While it’s all well and good that many charge point operators are installing more rapid chargers, those parking near their homes won’t want to be forced to move their cars after a few hours of charging. Of course, they could stop on the way home and get a quick top-up charge – but there’s nothing better than having a charger near home that you can mostly forget about.
With that in mind, West Northamptonshire says most of the network installed by Char.gy will use standard chargers rated between 7kW and 22kW, with lamp-column units forming the majority.

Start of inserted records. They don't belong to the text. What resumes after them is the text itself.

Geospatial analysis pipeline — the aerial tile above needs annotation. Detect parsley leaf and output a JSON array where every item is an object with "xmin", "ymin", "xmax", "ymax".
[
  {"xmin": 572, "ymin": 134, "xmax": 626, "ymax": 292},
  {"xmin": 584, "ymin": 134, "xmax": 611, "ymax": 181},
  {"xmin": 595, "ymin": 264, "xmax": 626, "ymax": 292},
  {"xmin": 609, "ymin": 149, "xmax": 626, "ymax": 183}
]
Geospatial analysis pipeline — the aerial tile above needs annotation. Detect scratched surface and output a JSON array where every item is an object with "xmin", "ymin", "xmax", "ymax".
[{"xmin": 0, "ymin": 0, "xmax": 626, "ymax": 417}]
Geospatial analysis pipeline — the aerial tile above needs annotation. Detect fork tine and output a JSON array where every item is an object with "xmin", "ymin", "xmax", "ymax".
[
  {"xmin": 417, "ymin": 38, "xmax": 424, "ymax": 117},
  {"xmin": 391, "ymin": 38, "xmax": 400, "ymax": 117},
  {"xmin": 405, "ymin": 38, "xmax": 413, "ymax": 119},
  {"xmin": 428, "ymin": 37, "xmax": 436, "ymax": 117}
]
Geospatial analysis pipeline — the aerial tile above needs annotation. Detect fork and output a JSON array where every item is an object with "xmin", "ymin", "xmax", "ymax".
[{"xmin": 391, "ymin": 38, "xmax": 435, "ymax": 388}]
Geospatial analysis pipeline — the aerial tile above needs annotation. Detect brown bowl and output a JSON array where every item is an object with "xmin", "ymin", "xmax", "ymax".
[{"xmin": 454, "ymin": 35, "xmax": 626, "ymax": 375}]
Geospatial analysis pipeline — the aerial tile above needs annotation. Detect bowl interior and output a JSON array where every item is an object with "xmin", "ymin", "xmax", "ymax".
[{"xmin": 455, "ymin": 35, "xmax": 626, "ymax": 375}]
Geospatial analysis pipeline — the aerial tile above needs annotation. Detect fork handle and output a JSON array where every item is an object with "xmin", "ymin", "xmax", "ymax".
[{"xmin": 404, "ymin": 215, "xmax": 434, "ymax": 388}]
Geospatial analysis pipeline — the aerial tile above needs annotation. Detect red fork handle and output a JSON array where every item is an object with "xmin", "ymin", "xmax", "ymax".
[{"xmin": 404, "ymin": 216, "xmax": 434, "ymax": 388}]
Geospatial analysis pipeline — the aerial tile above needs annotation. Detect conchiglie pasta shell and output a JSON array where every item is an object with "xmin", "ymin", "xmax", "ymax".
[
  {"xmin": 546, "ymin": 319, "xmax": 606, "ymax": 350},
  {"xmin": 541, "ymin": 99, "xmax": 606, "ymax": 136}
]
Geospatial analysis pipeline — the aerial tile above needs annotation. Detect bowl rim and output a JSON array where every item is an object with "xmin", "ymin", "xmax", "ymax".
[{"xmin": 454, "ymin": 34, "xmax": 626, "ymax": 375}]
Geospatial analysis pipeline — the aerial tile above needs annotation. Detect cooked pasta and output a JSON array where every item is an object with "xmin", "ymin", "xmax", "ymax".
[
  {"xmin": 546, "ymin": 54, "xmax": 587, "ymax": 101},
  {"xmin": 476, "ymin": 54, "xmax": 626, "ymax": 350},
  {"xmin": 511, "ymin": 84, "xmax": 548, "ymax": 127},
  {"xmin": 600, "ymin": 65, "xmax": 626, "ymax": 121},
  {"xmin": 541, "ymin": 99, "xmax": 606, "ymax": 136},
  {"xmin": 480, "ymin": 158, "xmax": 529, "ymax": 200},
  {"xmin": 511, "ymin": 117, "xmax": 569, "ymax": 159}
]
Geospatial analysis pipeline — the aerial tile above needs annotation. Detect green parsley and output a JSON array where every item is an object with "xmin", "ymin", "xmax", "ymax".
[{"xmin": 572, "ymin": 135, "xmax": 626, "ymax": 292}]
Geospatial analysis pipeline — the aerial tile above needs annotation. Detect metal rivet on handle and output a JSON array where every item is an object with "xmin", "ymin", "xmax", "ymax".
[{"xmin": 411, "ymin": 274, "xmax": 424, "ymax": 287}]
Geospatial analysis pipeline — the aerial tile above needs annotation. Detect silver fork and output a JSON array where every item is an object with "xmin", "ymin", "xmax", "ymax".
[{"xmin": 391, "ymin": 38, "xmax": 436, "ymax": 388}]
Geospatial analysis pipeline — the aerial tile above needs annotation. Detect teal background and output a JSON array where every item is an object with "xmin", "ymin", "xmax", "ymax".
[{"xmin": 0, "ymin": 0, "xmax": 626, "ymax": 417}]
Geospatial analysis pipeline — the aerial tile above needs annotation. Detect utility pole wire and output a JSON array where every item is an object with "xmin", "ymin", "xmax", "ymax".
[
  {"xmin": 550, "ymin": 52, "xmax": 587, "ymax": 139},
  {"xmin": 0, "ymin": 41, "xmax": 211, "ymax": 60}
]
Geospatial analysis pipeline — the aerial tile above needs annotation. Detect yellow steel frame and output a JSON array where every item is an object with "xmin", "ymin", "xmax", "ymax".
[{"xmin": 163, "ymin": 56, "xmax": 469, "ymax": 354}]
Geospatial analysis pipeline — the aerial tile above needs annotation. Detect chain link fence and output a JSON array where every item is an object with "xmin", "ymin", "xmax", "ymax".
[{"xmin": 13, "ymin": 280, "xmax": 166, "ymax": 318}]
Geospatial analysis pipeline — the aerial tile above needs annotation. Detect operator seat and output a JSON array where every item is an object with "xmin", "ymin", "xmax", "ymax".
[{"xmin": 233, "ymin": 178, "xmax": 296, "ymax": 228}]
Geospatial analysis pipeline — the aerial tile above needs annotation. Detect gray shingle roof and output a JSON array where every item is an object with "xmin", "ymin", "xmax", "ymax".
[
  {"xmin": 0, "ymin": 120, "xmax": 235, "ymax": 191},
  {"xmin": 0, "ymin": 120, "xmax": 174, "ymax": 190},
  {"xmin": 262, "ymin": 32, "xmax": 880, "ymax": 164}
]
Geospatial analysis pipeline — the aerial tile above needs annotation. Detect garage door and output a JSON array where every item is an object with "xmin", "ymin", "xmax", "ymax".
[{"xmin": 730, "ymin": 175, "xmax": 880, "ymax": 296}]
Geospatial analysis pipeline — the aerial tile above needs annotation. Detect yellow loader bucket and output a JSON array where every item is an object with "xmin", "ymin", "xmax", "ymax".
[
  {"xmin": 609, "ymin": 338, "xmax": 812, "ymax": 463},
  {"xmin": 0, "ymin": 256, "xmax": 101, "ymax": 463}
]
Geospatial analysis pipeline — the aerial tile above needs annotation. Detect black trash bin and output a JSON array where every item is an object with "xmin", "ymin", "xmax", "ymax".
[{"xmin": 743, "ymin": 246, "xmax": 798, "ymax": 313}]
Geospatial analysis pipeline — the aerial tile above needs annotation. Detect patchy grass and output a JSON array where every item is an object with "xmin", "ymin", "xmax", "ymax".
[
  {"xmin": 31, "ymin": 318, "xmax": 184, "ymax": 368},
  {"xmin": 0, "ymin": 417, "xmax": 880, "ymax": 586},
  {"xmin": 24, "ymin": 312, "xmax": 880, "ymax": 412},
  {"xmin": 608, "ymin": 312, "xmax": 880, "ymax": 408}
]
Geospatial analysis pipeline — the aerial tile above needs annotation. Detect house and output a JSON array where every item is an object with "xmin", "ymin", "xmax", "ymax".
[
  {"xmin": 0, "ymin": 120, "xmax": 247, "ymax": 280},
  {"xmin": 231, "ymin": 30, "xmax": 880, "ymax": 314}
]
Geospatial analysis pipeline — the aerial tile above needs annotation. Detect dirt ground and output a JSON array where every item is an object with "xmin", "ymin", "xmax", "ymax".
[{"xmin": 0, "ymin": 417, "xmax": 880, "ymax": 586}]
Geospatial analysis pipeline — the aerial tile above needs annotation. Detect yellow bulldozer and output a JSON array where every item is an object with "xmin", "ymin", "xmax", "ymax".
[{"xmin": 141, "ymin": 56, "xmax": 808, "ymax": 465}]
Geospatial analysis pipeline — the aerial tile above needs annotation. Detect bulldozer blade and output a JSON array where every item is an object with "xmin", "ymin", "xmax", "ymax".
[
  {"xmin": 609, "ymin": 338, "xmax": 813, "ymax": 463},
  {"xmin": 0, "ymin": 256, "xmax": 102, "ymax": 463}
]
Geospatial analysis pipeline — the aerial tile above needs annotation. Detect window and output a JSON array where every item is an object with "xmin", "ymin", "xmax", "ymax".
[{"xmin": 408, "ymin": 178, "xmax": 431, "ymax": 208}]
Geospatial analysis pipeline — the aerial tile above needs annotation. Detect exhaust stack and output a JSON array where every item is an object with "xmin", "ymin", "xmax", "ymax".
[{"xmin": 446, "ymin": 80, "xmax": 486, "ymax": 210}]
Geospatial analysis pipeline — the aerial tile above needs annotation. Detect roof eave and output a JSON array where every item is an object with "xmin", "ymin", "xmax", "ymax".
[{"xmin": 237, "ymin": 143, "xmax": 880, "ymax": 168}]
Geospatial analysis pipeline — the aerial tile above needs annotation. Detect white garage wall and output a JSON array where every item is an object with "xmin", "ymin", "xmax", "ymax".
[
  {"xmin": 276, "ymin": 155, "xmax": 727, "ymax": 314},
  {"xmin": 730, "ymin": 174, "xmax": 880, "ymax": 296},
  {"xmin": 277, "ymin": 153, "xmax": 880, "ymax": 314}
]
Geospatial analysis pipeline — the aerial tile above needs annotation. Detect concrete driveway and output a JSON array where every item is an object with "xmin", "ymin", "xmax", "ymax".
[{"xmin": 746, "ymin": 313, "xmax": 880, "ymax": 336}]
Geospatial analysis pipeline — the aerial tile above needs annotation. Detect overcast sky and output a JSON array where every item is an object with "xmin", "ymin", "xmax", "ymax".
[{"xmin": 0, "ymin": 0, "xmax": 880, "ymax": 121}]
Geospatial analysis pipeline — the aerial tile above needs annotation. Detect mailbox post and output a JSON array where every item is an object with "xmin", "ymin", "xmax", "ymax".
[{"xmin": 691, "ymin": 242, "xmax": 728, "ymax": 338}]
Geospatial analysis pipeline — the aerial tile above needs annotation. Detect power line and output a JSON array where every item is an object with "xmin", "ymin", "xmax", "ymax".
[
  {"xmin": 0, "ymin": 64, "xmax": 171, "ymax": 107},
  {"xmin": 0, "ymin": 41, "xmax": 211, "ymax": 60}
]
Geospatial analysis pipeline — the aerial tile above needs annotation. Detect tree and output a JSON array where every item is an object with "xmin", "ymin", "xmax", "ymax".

The council argues that this mix will help manage local electricity demand while providing charging suited to longer residential stays.
The installation of the chargers is expected to begin during the summer period, and should be relatively simple as using existing infrastructure would allow the programme to “scale up quickly,” according to Cllr Nigel Stansfield, West Northamptonshire Council’s Cabinet Member for Environment, Recycling and Waste.
It comes at an important time for the EV charging market in the UK. Recent figures suggest that the rollout has been slowing across the UK in recent months, with private investors now reassessing their priorities – with ultra-rapid charging hubs continuing to grow rapidly, while slower chargers that deliver less opportunity for profit have suffered as a result. If local councils can help drive growth forward, those without driveways should hopefully benefit.